Dutzende von Käsesorten stehen uns an der Käsetheke zur Verfügung, eine bunte Vielfalt an Formen der Milch: zart oder hart, mild oder kräftig, mit weißem, rotem oder blauem Schimmel, mit Kräutern oder Gewürzen, aus Kuh-, Schafs-, Ziegen- oder Büffelmilch.

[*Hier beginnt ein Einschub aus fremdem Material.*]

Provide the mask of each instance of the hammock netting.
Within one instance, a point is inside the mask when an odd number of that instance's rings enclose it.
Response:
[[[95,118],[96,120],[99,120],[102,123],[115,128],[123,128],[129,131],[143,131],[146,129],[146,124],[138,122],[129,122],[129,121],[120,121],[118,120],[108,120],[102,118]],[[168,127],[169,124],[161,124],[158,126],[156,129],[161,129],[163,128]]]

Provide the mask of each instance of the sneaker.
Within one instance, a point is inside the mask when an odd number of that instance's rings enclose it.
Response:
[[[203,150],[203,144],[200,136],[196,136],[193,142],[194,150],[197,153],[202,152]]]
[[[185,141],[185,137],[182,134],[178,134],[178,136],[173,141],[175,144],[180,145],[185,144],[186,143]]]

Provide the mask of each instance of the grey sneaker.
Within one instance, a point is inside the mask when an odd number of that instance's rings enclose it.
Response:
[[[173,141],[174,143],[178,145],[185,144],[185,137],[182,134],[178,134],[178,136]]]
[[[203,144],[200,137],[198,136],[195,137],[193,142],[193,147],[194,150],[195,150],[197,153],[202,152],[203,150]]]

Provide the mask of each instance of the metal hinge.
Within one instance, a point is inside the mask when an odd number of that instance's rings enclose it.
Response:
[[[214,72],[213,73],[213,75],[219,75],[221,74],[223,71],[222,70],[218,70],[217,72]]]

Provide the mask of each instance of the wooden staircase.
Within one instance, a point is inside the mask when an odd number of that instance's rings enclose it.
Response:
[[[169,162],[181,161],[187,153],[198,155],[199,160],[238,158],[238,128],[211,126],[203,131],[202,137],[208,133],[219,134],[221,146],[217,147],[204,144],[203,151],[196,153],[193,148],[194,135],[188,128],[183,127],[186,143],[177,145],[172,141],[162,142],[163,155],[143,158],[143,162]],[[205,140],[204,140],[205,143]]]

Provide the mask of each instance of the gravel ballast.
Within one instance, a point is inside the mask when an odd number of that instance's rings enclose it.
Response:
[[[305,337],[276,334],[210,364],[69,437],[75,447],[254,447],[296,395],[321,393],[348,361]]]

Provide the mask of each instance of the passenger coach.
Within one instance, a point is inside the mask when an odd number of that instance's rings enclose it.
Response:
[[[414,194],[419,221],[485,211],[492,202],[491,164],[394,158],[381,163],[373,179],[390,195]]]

Handwerkliche Käsesorten sind eng mit ihrer Herkunftsregion verbunden, was sich im Geschmack und Geruch niederschlägt. So lässt sich bei handwerklichen Käsesorten zum Beispiel oft auf die Art der Tiernahrung schließen: Weidet das Tier frei auf der Alm? Ein Käse eines Tieres, das auch im Winter mit Heu gefüttert wurde, entwickelt eine charakteristische Geschmacksnote und unterscheidet sich allein schon deshalb von industriellem Käse.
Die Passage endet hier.